A scene from the play

Since colonial era, women have played crucial role in national development. The late Chief (Mrs.) Olufunmilayo Ransome-Kuti led the Egba women protest while the late Margaret Ekpo was at the forefront of Aba women riot in 1929.

However, in spite of success recorded in the decolonisation of Nigeria, their call for equal opportunity and inclusion in government has always not been heeded. In spite of affirmative action of Beijing Conference, women are still not accorded their rightful place in the society.

Recently, African Radio Drama Association (ARDA) performed the play, The Wives’ Revolt by J.P Clark, in commemoration of the International Women’s Month. Staged to celebrate the role of women in Nigeria, the play was directed by Toritseju Akiya Ejoh. It featured Toyin Oshinaike as Okoro, Albert Akaeze as Idama, Zara Udofia-Ejoh as Koko and others.

The Wives’ Revolt tells the story of a Niger Delta community that received a payout from an oil firm drilling in its land. It turns out that the money eventually stokes the flame of revolution in the town.

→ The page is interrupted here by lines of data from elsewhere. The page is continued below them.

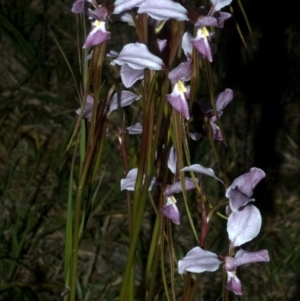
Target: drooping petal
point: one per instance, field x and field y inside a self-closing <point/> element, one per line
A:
<point x="161" y="44"/>
<point x="122" y="99"/>
<point x="88" y="109"/>
<point x="182" y="72"/>
<point x="97" y="35"/>
<point x="198" y="260"/>
<point x="163" y="10"/>
<point x="195" y="136"/>
<point x="170" y="210"/>
<point x="233" y="283"/>
<point x="222" y="18"/>
<point x="129" y="75"/>
<point x="224" y="99"/>
<point x="187" y="46"/>
<point x="242" y="187"/>
<point x="216" y="132"/>
<point x="137" y="56"/>
<point x="129" y="182"/>
<point x="201" y="43"/>
<point x="243" y="257"/>
<point x="172" y="160"/>
<point x="78" y="7"/>
<point x="122" y="5"/>
<point x="204" y="170"/>
<point x="176" y="187"/>
<point x="219" y="4"/>
<point x="135" y="129"/>
<point x="243" y="225"/>
<point x="178" y="100"/>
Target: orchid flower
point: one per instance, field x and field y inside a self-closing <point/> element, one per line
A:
<point x="88" y="108"/>
<point x="163" y="10"/>
<point x="202" y="40"/>
<point x="129" y="182"/>
<point x="100" y="15"/>
<point x="198" y="260"/>
<point x="138" y="57"/>
<point x="243" y="225"/>
<point x="178" y="99"/>
<point x="223" y="99"/>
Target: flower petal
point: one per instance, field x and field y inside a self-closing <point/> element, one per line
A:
<point x="122" y="5"/>
<point x="176" y="187"/>
<point x="97" y="35"/>
<point x="243" y="257"/>
<point x="172" y="160"/>
<point x="129" y="75"/>
<point x="182" y="72"/>
<point x="219" y="4"/>
<point x="88" y="109"/>
<point x="129" y="182"/>
<point x="242" y="187"/>
<point x="135" y="129"/>
<point x="122" y="99"/>
<point x="201" y="43"/>
<point x="137" y="56"/>
<point x="198" y="260"/>
<point x="163" y="10"/>
<point x="170" y="210"/>
<point x="178" y="100"/>
<point x="204" y="170"/>
<point x="233" y="283"/>
<point x="243" y="225"/>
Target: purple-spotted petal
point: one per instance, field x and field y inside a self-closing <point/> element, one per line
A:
<point x="224" y="99"/>
<point x="135" y="129"/>
<point x="129" y="75"/>
<point x="243" y="225"/>
<point x="122" y="99"/>
<point x="122" y="5"/>
<point x="178" y="99"/>
<point x="88" y="109"/>
<point x="78" y="7"/>
<point x="198" y="260"/>
<point x="201" y="43"/>
<point x="163" y="10"/>
<point x="243" y="257"/>
<point x="137" y="56"/>
<point x="195" y="136"/>
<point x="97" y="35"/>
<point x="182" y="72"/>
<point x="172" y="160"/>
<point x="219" y="4"/>
<point x="206" y="21"/>
<point x="216" y="132"/>
<point x="242" y="187"/>
<point x="187" y="46"/>
<point x="129" y="182"/>
<point x="204" y="170"/>
<point x="161" y="44"/>
<point x="170" y="210"/>
<point x="176" y="187"/>
<point x="222" y="18"/>
<point x="233" y="283"/>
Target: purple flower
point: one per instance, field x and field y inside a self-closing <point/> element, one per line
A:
<point x="198" y="260"/>
<point x="170" y="210"/>
<point x="138" y="57"/>
<point x="163" y="10"/>
<point x="97" y="35"/>
<point x="241" y="189"/>
<point x="202" y="41"/>
<point x="129" y="182"/>
<point x="88" y="108"/>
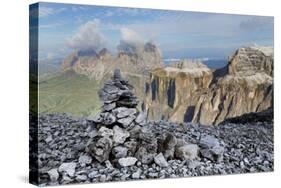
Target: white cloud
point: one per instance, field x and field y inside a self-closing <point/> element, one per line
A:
<point x="131" y="41"/>
<point x="88" y="37"/>
<point x="131" y="37"/>
<point x="47" y="11"/>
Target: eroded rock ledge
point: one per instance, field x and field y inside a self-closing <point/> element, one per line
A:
<point x="120" y="144"/>
<point x="191" y="92"/>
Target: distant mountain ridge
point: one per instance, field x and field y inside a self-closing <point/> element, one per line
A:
<point x="129" y="59"/>
<point x="195" y="93"/>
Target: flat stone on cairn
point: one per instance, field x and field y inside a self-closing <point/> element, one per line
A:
<point x="117" y="121"/>
<point x="124" y="137"/>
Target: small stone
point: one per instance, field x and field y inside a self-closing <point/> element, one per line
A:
<point x="136" y="175"/>
<point x="53" y="174"/>
<point x="102" y="178"/>
<point x="140" y="118"/>
<point x="122" y="112"/>
<point x="93" y="174"/>
<point x="109" y="106"/>
<point x="100" y="149"/>
<point x="187" y="152"/>
<point x="105" y="132"/>
<point x="160" y="160"/>
<point x="120" y="135"/>
<point x="209" y="142"/>
<point x="117" y="74"/>
<point x="85" y="159"/>
<point x="128" y="161"/>
<point x="119" y="152"/>
<point x="126" y="121"/>
<point x="81" y="178"/>
<point x="193" y="164"/>
<point x="69" y="168"/>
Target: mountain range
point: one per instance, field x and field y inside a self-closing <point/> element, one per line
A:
<point x="184" y="91"/>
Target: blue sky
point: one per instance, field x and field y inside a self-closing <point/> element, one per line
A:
<point x="64" y="28"/>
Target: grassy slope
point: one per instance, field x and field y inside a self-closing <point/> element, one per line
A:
<point x="69" y="92"/>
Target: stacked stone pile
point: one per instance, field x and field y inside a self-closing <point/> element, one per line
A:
<point x="124" y="137"/>
<point x="119" y="144"/>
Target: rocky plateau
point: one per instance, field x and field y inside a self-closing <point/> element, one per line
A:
<point x="120" y="143"/>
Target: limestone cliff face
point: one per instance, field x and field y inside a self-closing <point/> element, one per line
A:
<point x="135" y="64"/>
<point x="191" y="92"/>
<point x="97" y="65"/>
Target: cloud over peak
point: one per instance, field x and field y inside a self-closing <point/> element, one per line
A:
<point x="88" y="37"/>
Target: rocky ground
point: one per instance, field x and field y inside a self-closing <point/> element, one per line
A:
<point x="63" y="160"/>
<point x="119" y="144"/>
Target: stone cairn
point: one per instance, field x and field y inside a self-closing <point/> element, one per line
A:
<point x="124" y="137"/>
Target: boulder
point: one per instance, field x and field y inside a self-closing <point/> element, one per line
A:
<point x="211" y="148"/>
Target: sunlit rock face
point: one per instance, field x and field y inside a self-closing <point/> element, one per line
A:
<point x="129" y="59"/>
<point x="190" y="92"/>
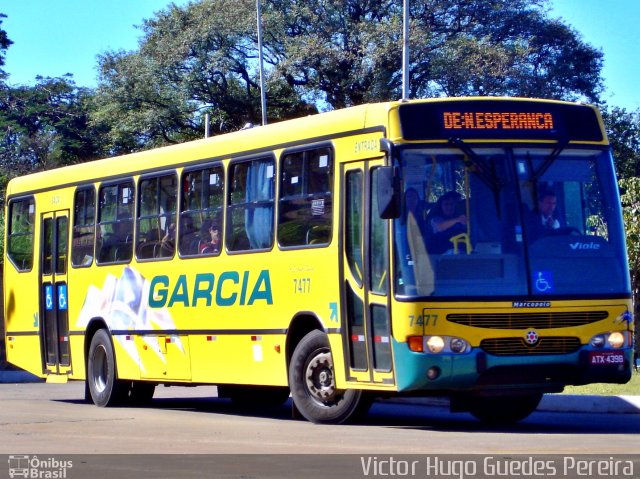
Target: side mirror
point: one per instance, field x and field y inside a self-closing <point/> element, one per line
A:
<point x="388" y="192"/>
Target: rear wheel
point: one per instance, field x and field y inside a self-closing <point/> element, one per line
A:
<point x="313" y="387"/>
<point x="104" y="387"/>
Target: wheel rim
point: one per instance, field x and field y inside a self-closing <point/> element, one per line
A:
<point x="100" y="369"/>
<point x="320" y="380"/>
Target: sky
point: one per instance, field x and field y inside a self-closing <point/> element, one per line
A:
<point x="54" y="37"/>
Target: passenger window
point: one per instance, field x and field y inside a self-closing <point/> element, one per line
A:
<point x="250" y="209"/>
<point x="115" y="223"/>
<point x="201" y="211"/>
<point x="84" y="225"/>
<point x="156" y="232"/>
<point x="20" y="237"/>
<point x="305" y="213"/>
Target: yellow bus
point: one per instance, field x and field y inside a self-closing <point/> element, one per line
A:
<point x="467" y="247"/>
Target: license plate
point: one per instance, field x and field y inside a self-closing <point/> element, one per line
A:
<point x="605" y="357"/>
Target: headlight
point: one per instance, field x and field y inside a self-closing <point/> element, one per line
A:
<point x="614" y="340"/>
<point x="598" y="341"/>
<point x="445" y="344"/>
<point x="435" y="344"/>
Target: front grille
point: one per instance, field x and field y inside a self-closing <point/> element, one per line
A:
<point x="537" y="320"/>
<point x="518" y="346"/>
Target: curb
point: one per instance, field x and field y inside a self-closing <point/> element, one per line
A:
<point x="14" y="377"/>
<point x="550" y="402"/>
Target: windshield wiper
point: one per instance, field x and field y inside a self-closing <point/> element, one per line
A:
<point x="548" y="161"/>
<point x="476" y="164"/>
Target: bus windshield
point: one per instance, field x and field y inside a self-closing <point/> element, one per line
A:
<point x="539" y="222"/>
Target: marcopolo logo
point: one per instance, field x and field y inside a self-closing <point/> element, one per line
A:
<point x="38" y="468"/>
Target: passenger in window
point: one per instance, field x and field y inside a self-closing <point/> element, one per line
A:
<point x="543" y="221"/>
<point x="118" y="245"/>
<point x="209" y="238"/>
<point x="446" y="222"/>
<point x="547" y="203"/>
<point x="169" y="241"/>
<point x="414" y="209"/>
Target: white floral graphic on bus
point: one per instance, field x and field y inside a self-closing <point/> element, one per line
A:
<point x="122" y="302"/>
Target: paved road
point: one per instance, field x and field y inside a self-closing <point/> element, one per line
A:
<point x="50" y="418"/>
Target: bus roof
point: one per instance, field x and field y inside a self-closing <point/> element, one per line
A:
<point x="313" y="128"/>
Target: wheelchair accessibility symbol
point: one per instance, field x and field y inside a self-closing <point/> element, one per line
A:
<point x="48" y="297"/>
<point x="543" y="281"/>
<point x="62" y="297"/>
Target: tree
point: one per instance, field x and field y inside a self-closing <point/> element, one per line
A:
<point x="623" y="129"/>
<point x="349" y="50"/>
<point x="201" y="58"/>
<point x="45" y="126"/>
<point x="335" y="53"/>
<point x="4" y="44"/>
<point x="631" y="211"/>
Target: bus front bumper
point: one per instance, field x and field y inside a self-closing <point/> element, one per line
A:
<point x="482" y="372"/>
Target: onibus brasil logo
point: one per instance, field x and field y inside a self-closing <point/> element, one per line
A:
<point x="40" y="468"/>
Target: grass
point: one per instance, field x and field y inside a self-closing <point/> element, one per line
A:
<point x="632" y="388"/>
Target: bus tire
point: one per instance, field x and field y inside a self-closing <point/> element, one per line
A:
<point x="312" y="383"/>
<point x="504" y="409"/>
<point x="104" y="387"/>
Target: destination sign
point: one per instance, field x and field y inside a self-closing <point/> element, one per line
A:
<point x="499" y="119"/>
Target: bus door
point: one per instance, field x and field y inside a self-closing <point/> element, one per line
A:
<point x="54" y="326"/>
<point x="365" y="281"/>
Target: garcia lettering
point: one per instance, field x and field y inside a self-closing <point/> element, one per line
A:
<point x="231" y="288"/>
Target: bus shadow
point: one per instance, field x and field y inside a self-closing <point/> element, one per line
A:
<point x="417" y="417"/>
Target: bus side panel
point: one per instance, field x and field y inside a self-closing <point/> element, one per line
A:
<point x="22" y="319"/>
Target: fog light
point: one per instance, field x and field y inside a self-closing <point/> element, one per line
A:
<point x="616" y="340"/>
<point x="597" y="341"/>
<point x="435" y="344"/>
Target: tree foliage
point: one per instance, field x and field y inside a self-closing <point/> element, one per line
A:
<point x="631" y="210"/>
<point x="623" y="129"/>
<point x="192" y="60"/>
<point x="45" y="126"/>
<point x="350" y="50"/>
<point x="202" y="57"/>
<point x="4" y="44"/>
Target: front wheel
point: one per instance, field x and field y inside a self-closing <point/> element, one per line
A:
<point x="104" y="387"/>
<point x="313" y="387"/>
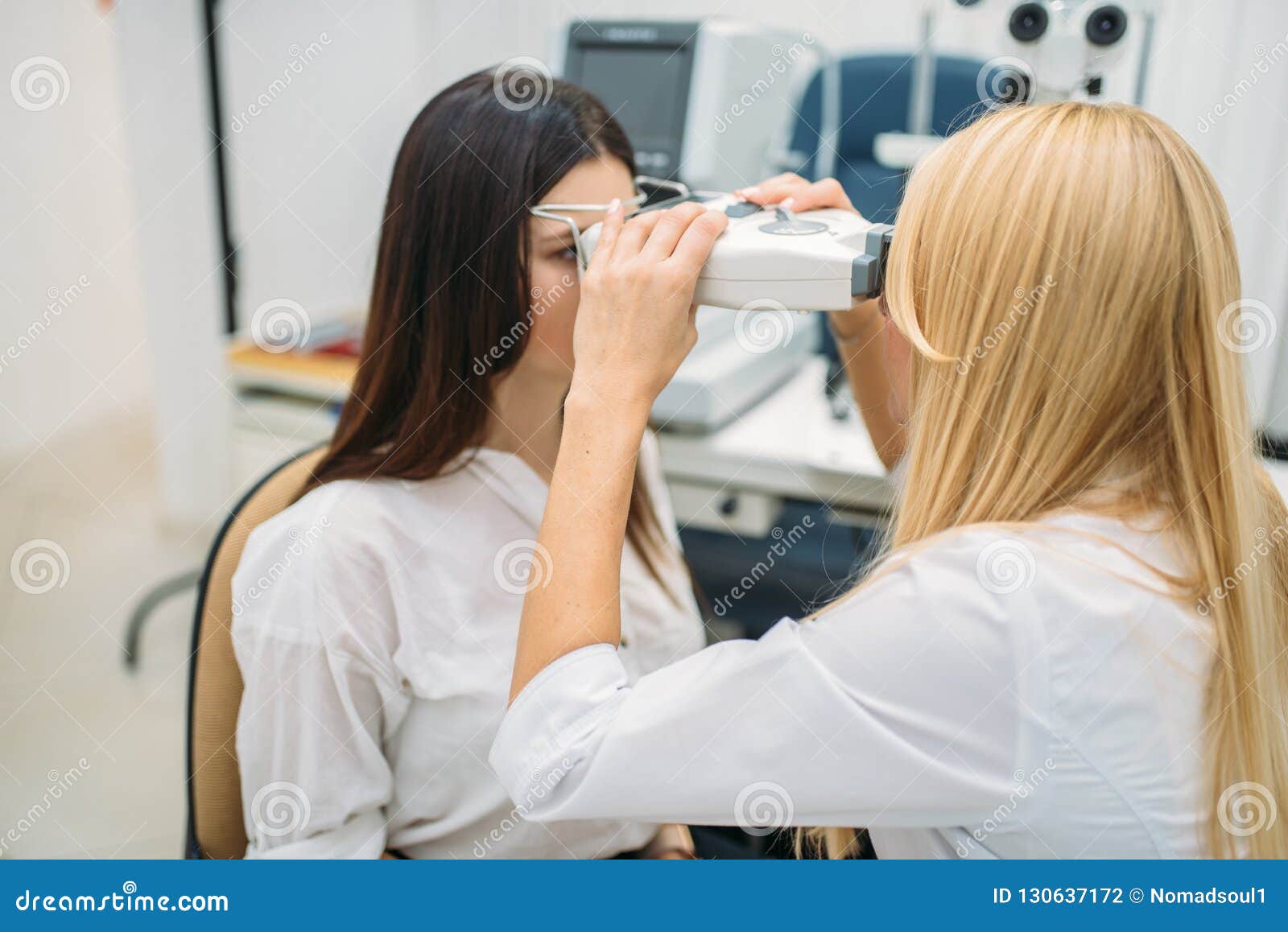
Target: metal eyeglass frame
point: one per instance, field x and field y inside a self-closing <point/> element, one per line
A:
<point x="559" y="212"/>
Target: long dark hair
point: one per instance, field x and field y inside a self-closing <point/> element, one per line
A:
<point x="451" y="303"/>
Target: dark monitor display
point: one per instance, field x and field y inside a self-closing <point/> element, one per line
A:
<point x="646" y="86"/>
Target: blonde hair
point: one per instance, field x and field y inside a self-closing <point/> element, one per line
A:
<point x="1066" y="274"/>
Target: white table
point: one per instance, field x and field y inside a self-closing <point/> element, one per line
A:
<point x="790" y="446"/>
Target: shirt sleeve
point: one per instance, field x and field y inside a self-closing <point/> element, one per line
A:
<point x="911" y="704"/>
<point x="316" y="707"/>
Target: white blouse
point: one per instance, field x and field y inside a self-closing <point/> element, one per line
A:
<point x="1000" y="694"/>
<point x="375" y="627"/>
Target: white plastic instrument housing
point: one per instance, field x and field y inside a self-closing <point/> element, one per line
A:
<point x="774" y="259"/>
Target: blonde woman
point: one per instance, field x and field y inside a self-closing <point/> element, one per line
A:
<point x="1047" y="663"/>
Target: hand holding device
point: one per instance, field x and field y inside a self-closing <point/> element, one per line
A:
<point x="811" y="251"/>
<point x="635" y="317"/>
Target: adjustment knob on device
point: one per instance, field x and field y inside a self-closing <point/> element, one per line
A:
<point x="791" y="225"/>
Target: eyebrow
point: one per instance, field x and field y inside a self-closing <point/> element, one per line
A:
<point x="560" y="234"/>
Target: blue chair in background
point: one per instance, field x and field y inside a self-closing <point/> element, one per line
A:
<point x="876" y="92"/>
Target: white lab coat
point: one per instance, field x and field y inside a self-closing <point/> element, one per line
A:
<point x="998" y="694"/>
<point x="375" y="629"/>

The money is to be shared in three places — elders, men and women. The elders are all men, meaning they enjoy a second helping from the payout, women of the town who have long suffered injustice and marginalisation, however, kick against the formula, saying, ‘enough is enough’.

The women ask for equal pay, asking the elders to divide the money into two equal parts by scrapping elders from the class, leaving everything to just be men and women.

Angered by the women’s insistence on male-female sharing formula, the elders decree that goat, which is mainly reared by women, be removed, because women cause havoc in the land with their goats. The eventual decree does not go down well with the women.

One of them, Koko, who is the wife of the community leader, Okoro, leads a protest against this injustice.

The women decide to leave the community in the night to Eyara, one of the backwater communities, in the region filled with diseases.

Days later, these women return home with disease caused by contaminated water, which they are compelled to bathe with in Eyara. Okoro finally concedes and reverses the law.

Speaking after the play, Executive Director, ARDA, Alison Data Phido, said, “we chose The Wives Revolt for two reasons: We wanted to honour men and women who have been taking up the fight and disrupting status quo and secondly, to celebrate the icon, J.P Clark.”